Why? Before modifying code, you should understand what depends on it. Before refactoring, you should know where the coupling problems are. Before asking an AI to help, it should understand your architecture. archmap does all of this.
Install
cargo install archmap
or, locally:
cargo install --path .
Or build from source:
git clone https://github.com/xandwr/archmap
cd archmap
cargo build --release
./target/release/archmap --help
Quick Start
# Analyze current directory
archmap analyze
# AI-optimized output (compact, structured for LLM consumption)
archmap ai
# Check impact before changing a file
archmap impact src/core/database.rs --tree
# Interactive dependency graph
archmap graph --serve --open
Commands
analyze — Architectural Analysis
Detects coupling issues, circular dependencies, boundary violations, and god objects.

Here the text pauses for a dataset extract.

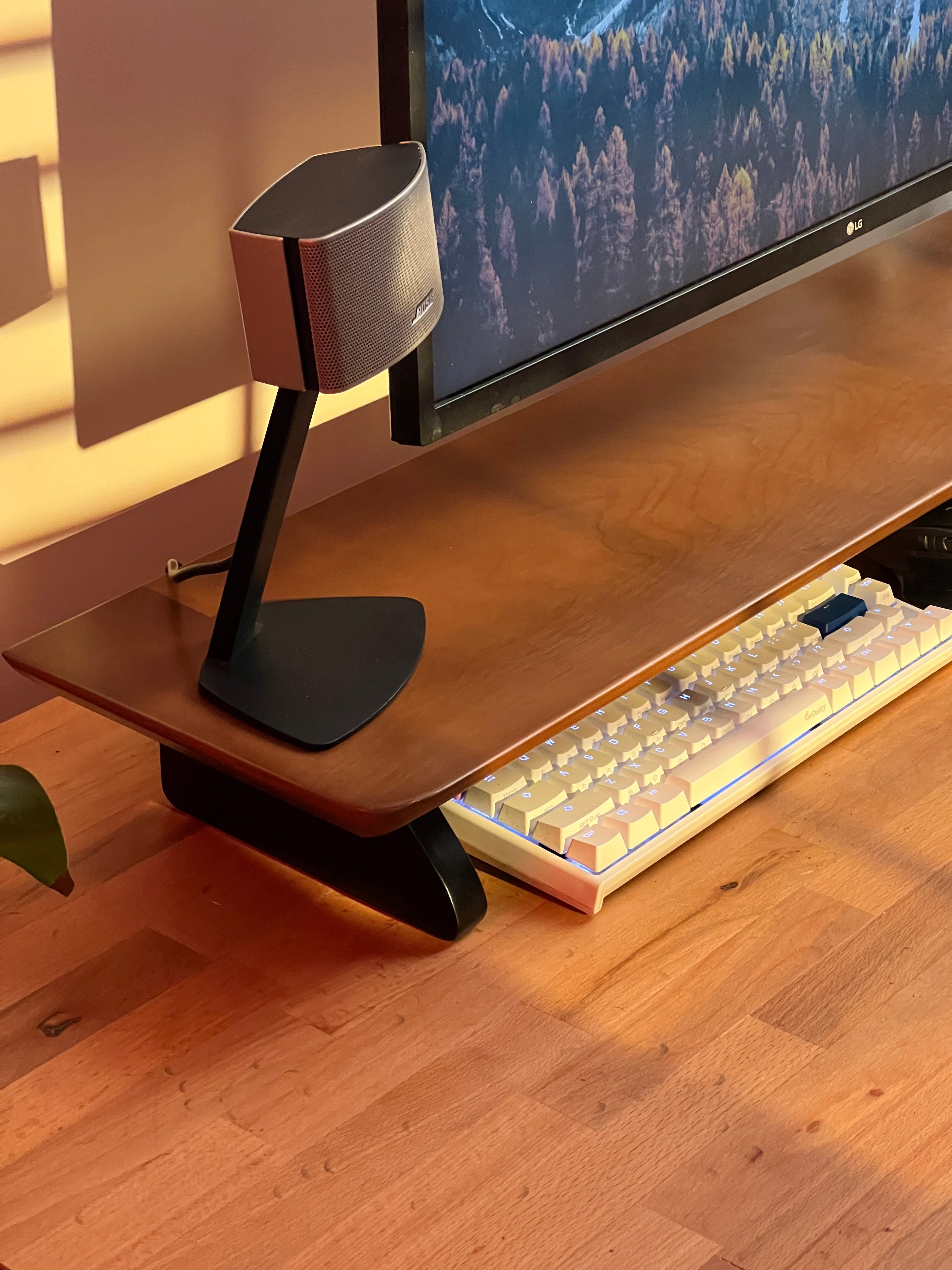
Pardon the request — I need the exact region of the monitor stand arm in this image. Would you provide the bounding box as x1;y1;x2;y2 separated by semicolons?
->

archmap analyze # Markdown output
archmap analyze -f json # JSON output
archmap analyze --watch # Re-analyze on file changes
archmap analyze --min-severity warn # Filter by severity
archmap analyze -x tests -x vendor # Exclude directories
archmap analyze --lang rust,typescript # Specific languages
Options:
| Flag | Description |
|---|---|
-f, --format <FORMAT> |
Output format: markdown, json |
-o, --output <FILE> |
Write to file instead of stdout |
--min-severity <LEVEL> |
Minimum severity: info, warn, error |
--lang <LANGS> |
Languages to analyze (comma-separated) |
-w, --watch |
Re-analyze on file changes |
-x, --exclude <DIR> |
Exclude directories (repeatable) |
--max-depth <N> |
Max dependency chain depth (default: 5) |
--min-cohesion <N> |
Min cohesion score 0.0-1.0 (default: 0.3) |
Example output:
## Issues Found
### High Coupling
- `src/model/mod.rs` - Imported by 15 other modules
### Boundary Violations
**Filesystem** crossed in 21 locations:
- `src/config.rs:81` - `let content = std::fs::read_to_string(...)`
→ Consider centralizing file operations
ai — AI-Optimized Context
Generates compact module summaries optimized for LLM consumption. Fits architectural context into token budgets.
archmap ai # Full context
archmap ai --tokens 4000 # Fit within token budget
archmap ai --signatures # Public API surface only
archmap ai --topo-order # Dependencies before dependents
archmap ai -f json # JSON format
archmap ai -f xml # XML format
archmap ai --priority fan-in # Prioritize most-imported modules
Options:
| Flag | Description |
|---|---|
--tokens <N> |
Maximum tokens (uses tiktoken for accuracy) |
--signatures |
Output only public API surface |
--topo-order |
Topological ordering (deps before dependents) |
-f, --format <FORMAT> |
Output format: markdown, json, xml |
-o, --output <FILE> |
Write to file instead of stdout |
--priority <STRATEGY> |
Prioritization: fan-in, fan-out, combined |
--lang <LANGS> |
Languages to analyze (comma-separated) |
impact — Change Impact Analysis
Shows which files are affected when you modify a specific file. Essential before refactoring.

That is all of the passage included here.